Marris started but stayed silent, though it was patently an effort. The Traveller sagged, as if he had been struck a telling blow. ‘Yes, I know,’ he said quietly, sitting down between the two men. ‘I always have been. Nothing you could do could keep me here against my will.’ It was a simple statement, quite free from challenge or bombast, but it was too much for Marris.

‘You think you could have escaped from here?’ he said, with some indignation. ‘Past Hynard and Rachyl and a great many more like them scattered on sentry watch all about this region? And every one of them knowing about you and watching you like hunting birds? I think not.’

The Traveller seemed to be gently amused. ‘I didn’t say I could fight my way out of here,’ he said. ‘Heaven forbid.’ He smiled broadly as if suddenly relieved of a burden. ‘Besides, I’m not so old that I can’t think of better things to do with Rachyl than cross swords with her.’

Marris, about to extol further the vigilance and prowess of the Count’s followers, found his mouth dropping open at this unexpected turn in the conversation. Ibryen fared little better. Despite their more pressing concerns, he and Marris exchanged disbelieving glances.

When Ibryen caught his breath, he said, softly and urgently, ‘I’d advise you to keep even a hint of that fancy to yourself, Traveller. Rachyl has a highly developed sense of… maidenly honour.’ Instinctively he looked over his shoulder as though glowering retribution for such thoughts might be standing there.

‘Oh yes,’ the Traveller replied, still smiling. ‘I’m not so inept in my dealings with people that I hadn’t discerned that.’

Marris growled, ‘Don’t change the subject, Traveller. Explain what you meant.’

The Traveller looked surprised. ‘About Rachyl? I’d have thought…’

‘About how you could have left here at any time,’ Marris interrupted sternly, still defensive.

The Traveller looked at the mountains again and his smile faded. ‘There’s nothing to explain,’ he said. ‘I was about to say that I came here of my own free will and that I’d leave similarly, but there are times when I wonder about such things. I fear I’m no freer than you, really. Your Count’s offer of freedom is more binding than his chains.’

Marris looked set to become angry at what he took to be continued evasion. Ibryen interceded.

‘It was a contentious remark – a challenge, if you will,’ he said. ‘An explanation wouldn’t go amiss. And you still haven’t told me what part you played in my… falling over.’

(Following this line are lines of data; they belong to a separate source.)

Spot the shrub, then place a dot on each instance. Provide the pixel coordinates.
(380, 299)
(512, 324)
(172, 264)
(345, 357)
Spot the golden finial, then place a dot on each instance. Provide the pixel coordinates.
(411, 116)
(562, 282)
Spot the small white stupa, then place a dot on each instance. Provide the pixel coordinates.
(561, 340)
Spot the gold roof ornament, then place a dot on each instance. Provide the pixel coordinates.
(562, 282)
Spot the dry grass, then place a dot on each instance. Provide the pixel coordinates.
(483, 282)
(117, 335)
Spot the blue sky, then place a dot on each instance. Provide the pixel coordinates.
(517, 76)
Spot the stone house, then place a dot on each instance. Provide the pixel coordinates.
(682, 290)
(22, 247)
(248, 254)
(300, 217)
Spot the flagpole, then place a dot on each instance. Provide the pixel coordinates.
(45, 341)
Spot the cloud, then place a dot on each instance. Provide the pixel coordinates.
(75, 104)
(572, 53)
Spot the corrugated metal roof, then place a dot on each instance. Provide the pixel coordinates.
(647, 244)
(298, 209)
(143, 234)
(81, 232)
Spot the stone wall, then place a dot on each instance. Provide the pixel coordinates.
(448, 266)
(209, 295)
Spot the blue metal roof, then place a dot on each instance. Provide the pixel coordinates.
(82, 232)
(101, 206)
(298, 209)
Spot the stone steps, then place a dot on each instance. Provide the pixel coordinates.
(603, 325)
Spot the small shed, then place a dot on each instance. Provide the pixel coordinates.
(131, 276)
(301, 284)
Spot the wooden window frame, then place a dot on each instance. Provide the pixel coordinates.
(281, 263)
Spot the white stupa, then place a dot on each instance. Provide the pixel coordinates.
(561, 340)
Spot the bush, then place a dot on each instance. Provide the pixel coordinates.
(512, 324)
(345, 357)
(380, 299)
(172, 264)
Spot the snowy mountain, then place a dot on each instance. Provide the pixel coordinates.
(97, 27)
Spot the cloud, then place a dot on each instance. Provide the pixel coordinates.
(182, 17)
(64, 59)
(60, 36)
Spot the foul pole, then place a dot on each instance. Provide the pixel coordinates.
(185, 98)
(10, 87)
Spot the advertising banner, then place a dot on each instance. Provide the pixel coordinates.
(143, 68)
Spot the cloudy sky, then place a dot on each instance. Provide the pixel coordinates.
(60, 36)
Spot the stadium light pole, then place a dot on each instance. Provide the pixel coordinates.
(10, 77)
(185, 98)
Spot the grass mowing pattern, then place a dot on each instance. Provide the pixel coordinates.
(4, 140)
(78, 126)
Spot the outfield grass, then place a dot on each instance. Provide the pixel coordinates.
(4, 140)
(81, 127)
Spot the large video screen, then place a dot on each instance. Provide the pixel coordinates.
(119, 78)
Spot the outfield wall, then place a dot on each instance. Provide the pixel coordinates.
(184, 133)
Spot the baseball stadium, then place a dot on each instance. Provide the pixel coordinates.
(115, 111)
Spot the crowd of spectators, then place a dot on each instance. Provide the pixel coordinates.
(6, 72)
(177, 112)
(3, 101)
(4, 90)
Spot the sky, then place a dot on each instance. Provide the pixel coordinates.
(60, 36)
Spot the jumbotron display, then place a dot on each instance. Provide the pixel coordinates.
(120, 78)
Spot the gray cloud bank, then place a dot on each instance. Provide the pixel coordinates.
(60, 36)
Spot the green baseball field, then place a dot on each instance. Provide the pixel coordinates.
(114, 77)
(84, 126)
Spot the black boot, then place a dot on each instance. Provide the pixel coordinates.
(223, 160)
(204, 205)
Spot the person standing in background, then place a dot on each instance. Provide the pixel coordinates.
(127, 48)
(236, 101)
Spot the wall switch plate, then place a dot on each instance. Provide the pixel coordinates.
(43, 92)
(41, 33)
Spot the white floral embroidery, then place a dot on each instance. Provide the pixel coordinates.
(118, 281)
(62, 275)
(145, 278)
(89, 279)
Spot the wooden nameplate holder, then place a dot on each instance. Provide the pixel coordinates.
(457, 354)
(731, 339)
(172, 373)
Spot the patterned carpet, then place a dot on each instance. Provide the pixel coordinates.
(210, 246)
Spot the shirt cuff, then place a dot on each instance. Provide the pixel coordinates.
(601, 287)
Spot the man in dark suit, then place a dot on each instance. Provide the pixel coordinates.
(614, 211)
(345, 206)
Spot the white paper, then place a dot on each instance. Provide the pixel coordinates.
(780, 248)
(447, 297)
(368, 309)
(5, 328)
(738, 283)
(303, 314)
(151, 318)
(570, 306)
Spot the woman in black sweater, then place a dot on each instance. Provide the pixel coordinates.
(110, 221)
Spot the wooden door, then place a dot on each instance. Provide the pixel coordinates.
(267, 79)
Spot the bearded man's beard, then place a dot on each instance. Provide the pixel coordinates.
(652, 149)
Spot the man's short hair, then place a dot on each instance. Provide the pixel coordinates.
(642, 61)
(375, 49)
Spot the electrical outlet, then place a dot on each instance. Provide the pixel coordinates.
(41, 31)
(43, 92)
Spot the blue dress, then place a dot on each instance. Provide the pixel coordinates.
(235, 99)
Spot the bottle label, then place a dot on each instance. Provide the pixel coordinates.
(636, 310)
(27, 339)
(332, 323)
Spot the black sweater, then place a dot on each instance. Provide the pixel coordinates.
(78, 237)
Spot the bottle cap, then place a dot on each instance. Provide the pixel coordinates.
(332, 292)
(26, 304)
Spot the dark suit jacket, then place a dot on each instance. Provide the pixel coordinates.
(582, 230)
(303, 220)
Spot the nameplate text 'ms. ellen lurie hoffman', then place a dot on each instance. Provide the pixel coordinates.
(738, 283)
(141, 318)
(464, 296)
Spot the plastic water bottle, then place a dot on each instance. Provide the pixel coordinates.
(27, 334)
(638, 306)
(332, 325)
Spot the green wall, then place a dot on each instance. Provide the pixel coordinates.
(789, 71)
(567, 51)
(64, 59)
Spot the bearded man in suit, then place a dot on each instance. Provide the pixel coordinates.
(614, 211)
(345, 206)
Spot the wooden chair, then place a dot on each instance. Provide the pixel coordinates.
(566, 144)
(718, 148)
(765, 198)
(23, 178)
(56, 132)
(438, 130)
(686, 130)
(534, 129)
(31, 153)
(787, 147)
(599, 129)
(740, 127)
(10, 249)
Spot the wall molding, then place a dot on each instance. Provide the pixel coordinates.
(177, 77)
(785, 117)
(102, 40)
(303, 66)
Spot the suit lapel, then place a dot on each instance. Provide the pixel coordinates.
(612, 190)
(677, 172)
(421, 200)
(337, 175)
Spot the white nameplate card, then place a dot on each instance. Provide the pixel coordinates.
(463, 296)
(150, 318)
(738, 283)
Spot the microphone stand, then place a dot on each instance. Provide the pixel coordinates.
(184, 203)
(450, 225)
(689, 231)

The Traveller looked down at his hands and hummed softly to himself. ‘I was just travelling. As always. It’s strange, I rarely have a destination. I find they’re troublesome – they entangle, they impede, they mar. But I’m not a passer-by, you understand. After what I’d seen and heard in Girnlant… so many years of strangeness, unease… taking almost physical form.’ He paused and hummed a little more. ‘I had to go back to that castle and look at that Gate – read it – study it – learn. Something in me prodded me forward. Held my feet to the path. And led me here. Not halfway to my goal and a strange hint of the Culmadryen in the air draws me down off the ridges.’ He looked at Ibryen intently. ‘And draws a man who perhaps hears beyond, up on to them.’ He stood up quickly, and spoke decisively. ‘This is the message that I heard, hung about with the aura of the Culmadryen, Count. Plain and simple. “Help me. Help me. I am nearly spent”.’

Ibryen’s eyes widened, but Marris grimaced and smacked his hands down on his knees.

‘This is madness,’ he said to Ibryen angrily. ‘I don’t know who he is, or how he got here, but he’s raving. And you’re on the verge of…’ He hesitated and selected his words carefully. ‘… doing something foolish.’ He leaned towards Ibryen, almost pleading. ‘If you try to release him you’ll have a mutiny on your hands.’ He shot a glance at the Traveller. ‘And, your orders or not, someone’ll kill him before he reaches the next valley.’

Ibryen merely nodded in response to this outburst. ‘But he’s not leaving, are you, Traveller? He won’t leave because helping us is a necessary part of his journey. Because he’s found the same trouble here that he found in Girnlant.’